Let $(R,m)$ be a local Noetherian integral domain. Let $I$ be an ideal in $R$, so $I \subseteq m$.
Then $R/I$ is also a local Noetherian ring, see (and the image of any surjective ring homomorphism of a Noetherian ring is Noetherian). But in order to be an integral domain, $I$ must be a prime ideal of $R$, and this is not assumed.
Then unique maximal ideal of $R/I$ is $m/I$.
Also recall that a zero-dimensional Noetherian ring is Artinian, Lemma 10.60.4., so $R/I$ is artinian.

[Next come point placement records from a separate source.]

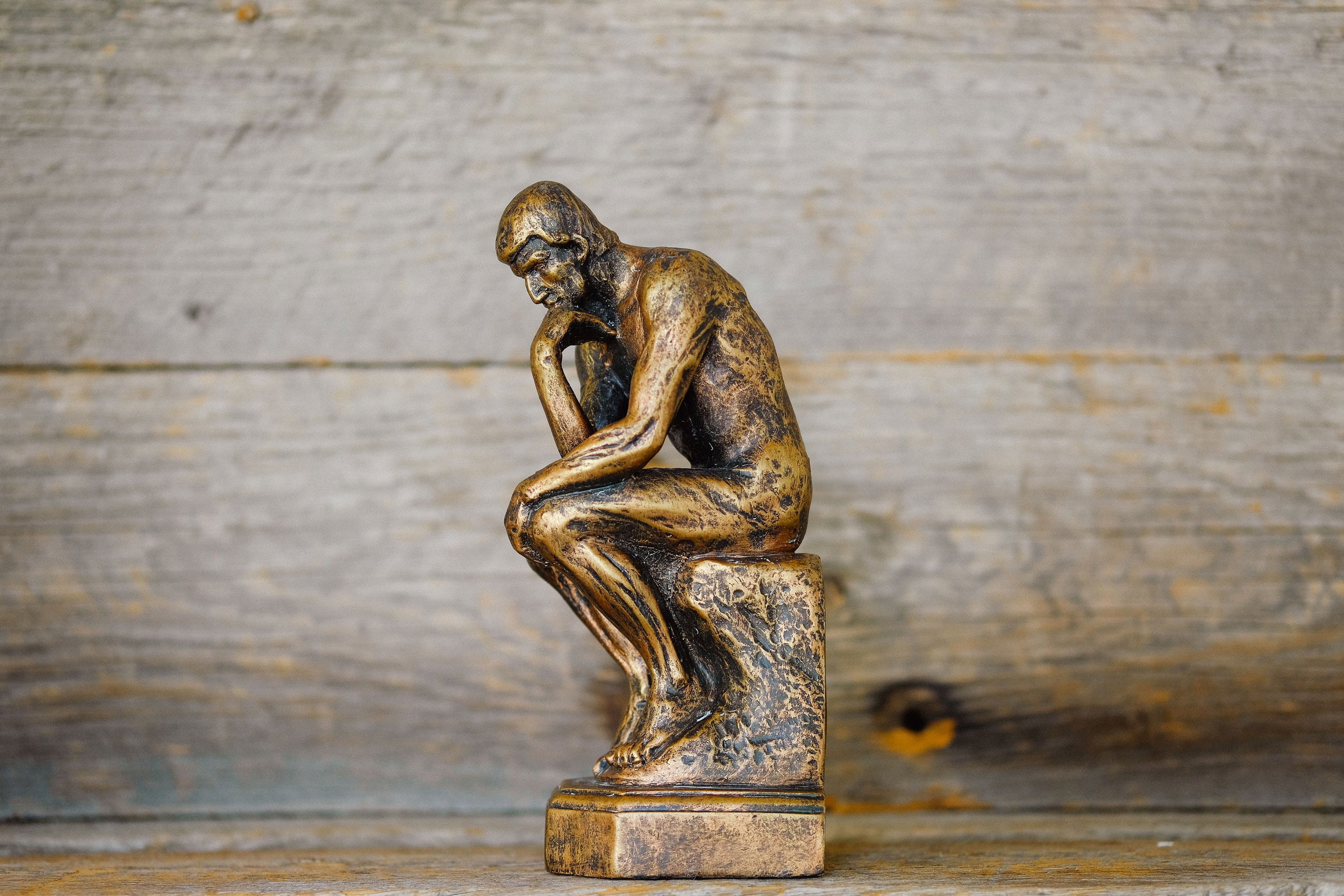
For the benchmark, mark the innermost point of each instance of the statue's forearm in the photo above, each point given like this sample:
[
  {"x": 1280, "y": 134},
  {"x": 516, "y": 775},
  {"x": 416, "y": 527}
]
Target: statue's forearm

Assume that the Krull dimension of $R/I$ is zero, $\dim(R/I)=0$. By the result mentioned (and proved) here, there exists $n \geq 1$ such that $(m/I)^n=\bar{0}$. This means that there exists $n \geq 1$ such that $m^n \subseteq I$.
Question: $m \supseteq I$, but powers of $m$ may not contain $I$, so we are not able to talk about a decreasing chain of ideals $(m/I) \supseteq (m/I)^2 \supseteq (m/I)^3 \cdots$? So perhaps if, for example, $m^2$ does not contain $I$, then we have $m/I=\bar{0}$ (namely, $m=I$)?
Thank you very much!
You have to be careful about how you define $(m/I)^n$. This does not correspond to $m^n$.
Now by definition
$$ (m/I)^n = \{\sum a_1 \cdot ... \cdot a_n | a_1, \dots , a_n \in m/I\}$$
To see what ideal of $R$ this corresponds to, just take the preimage and we see that the ideal in $R$ is going to be $I + m^n$ (since the ideal in $R/I$ contains zero, the preimage contains all of $I$).